Hidden information and data manipulation in Victoria’s hospital system is hurting patients. Bad data means we do not get an accurate picture of the health care needs of the community. It is becoming clearer that we are being misled about how much pressure we have on our system, and it the most disadvantaged in our community that suffer the most.

General practitioners are seeing an evolution in Australian health care to a system where rich and poor get very different care. If a GP sees a patient who needs specialist health care, there are two options. There’s a private, community system where I can refer a patient to a local specialist. There may be a short wait, and there is likely to be a small out of pocket cost. These out of pocket costs can escalate the more care is required.

For my patients who cannot afford private specialist care, I will refer them to the local hospital’s outpatient clinic. Then we wait.

The patient may be in pain, or discomfort, or I may need the specialist diagnosis skills to work out what’s wrong. I have no idea how long my patient will wait, as the Victorian Government still refuses to publish outpatient clinic waiting times.

I see patients referred for hip replacements wait 12 months to be seen in an outpatient clinic, then wait a further 6 months on the “official” surgical waiting list. Most people would see that as an 18 month wait, not a 6 month wait, as officially reported.
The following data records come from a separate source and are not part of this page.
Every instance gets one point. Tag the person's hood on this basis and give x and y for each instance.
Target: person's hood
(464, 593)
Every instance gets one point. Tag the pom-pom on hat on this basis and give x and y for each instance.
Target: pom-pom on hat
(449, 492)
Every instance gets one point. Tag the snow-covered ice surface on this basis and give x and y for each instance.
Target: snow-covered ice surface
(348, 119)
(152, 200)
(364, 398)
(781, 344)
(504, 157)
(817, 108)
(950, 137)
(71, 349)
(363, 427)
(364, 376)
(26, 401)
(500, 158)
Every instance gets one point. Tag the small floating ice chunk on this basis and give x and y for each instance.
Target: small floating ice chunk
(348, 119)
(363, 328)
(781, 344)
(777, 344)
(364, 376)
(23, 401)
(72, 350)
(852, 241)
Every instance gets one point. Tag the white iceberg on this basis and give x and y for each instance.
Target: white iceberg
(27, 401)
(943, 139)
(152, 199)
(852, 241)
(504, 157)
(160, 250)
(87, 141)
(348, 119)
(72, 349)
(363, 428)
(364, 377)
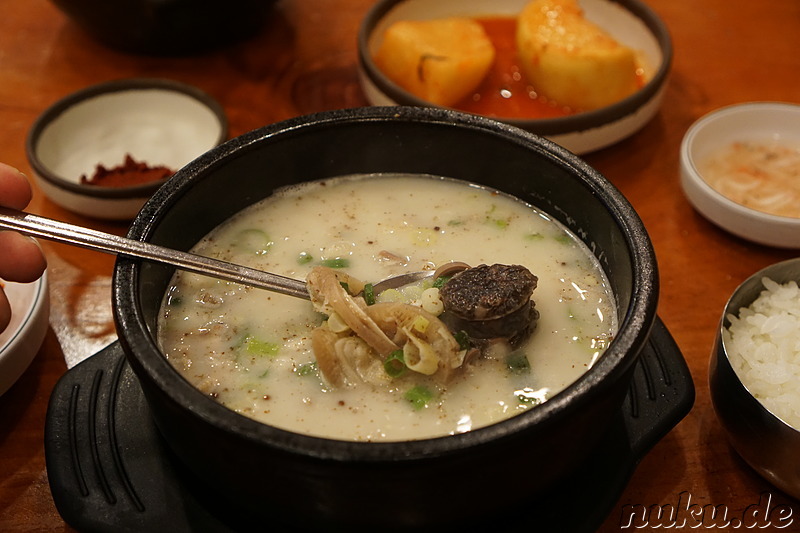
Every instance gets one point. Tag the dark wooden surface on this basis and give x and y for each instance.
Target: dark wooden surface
(304, 61)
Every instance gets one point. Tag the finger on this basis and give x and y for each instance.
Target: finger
(5, 311)
(15, 189)
(22, 259)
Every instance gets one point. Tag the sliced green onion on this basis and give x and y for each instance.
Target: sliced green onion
(339, 262)
(517, 362)
(256, 346)
(395, 364)
(369, 294)
(419, 397)
(307, 369)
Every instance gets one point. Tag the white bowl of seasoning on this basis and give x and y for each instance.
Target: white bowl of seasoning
(104, 150)
(740, 168)
(21, 340)
(505, 93)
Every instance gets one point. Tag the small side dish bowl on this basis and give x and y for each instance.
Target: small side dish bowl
(629, 22)
(157, 122)
(760, 128)
(766, 442)
(20, 341)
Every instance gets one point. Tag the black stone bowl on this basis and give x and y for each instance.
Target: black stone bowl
(264, 473)
(167, 27)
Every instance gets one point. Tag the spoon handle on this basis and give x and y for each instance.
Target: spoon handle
(36, 226)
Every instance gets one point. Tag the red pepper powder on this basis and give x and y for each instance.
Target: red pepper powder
(130, 173)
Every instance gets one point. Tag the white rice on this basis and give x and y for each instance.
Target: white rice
(763, 345)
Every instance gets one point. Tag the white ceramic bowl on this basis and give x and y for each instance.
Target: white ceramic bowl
(756, 121)
(156, 121)
(20, 341)
(631, 22)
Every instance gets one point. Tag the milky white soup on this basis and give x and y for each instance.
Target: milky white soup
(250, 349)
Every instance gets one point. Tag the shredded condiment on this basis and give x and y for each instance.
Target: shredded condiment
(760, 175)
(131, 172)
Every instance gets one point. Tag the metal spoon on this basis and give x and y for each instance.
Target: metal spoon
(36, 226)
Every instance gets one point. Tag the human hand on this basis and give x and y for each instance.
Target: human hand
(21, 258)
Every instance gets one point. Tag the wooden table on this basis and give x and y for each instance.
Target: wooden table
(305, 61)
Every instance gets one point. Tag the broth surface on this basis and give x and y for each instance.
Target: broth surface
(250, 349)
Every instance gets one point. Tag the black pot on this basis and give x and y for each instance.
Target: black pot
(268, 473)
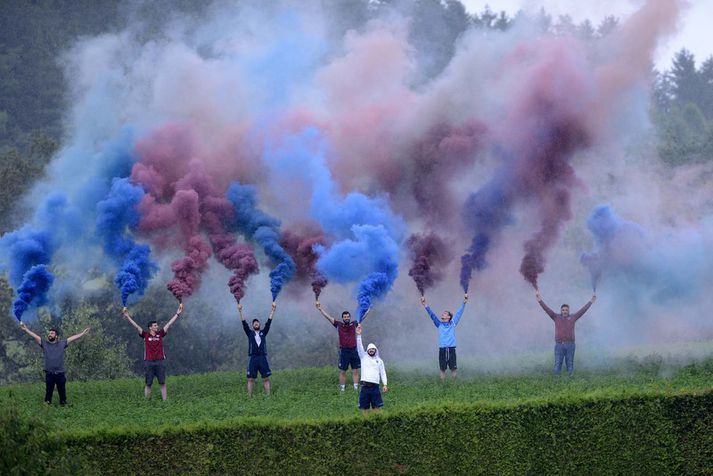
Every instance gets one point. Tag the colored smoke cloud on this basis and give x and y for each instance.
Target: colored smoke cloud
(260, 227)
(430, 255)
(117, 217)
The Auditor General last month recommended that the Victorian Government publish the data, but the government said no. The Auditor General said, “Reported performance of access does not represent the actual waiting experience of many patients.”

The government’s decision to hide the data is wrong on several grounds. It’s bad for patients, bad for doctors, and bad for the community as a whole.

First, if the government discloses how long my patient will wait, I can properly assess the alternatives. If I know that it will be twelve months until my patient can get an outpatient clinic appointment, I will look at other options.

There might be another hospital with shorter waiting times, and my patient could travel to another service. I suspect that many outpatient clinic lists are longer in the western suburbs than in the eastern suburbs – but I don’t know.

Access to our public hospitals should not be dependent on where you live. Knowing the data allows me to help the Victorian Government even out the demand.

If my patients are going to be waiting months for specialist care rather than weeks, I might be able to better manage their pain. Several pain medications lose effectiveness over time, and there is the threat of addiction from unplanned, prolonged use. Pain management for patients facing an uncertain wait is much more difficult, leading to poorer outcomes.

Like many Victorians, I am angry and disappointed that hospitals have been caught rorting the figures. But it is worth noting that the hospitals only manipulate part of the story, time to surgery from the time the patient gets to outpatient clinics. The clock needs to start when a GP determines that the patient needs specialist care.

Whatever the short term gains for the hospital, there is a long term deleterious effect on the community. Hospitals that manipulate data to make the figures look good mean that the real need is hidden - less money and less care.

The data manipulation is difficult to swallow, but the failure of the Brumby Government to accept the Auditor General’s recommendation to report hidden outpatient clinic waiting lists is worse.

Hopefully other states will learn from Victoria’s mistakes and pressure will be on all states to guarantee the integrity of their performance data and reveal the true extent of surgery waits.

The clock for waiting lists must start when patients are assessed as needing care – not weeks, months or years later.

We need the truth, and the whole truth. Only then can we have a sensible discussion about providing health care to the disadvantaged.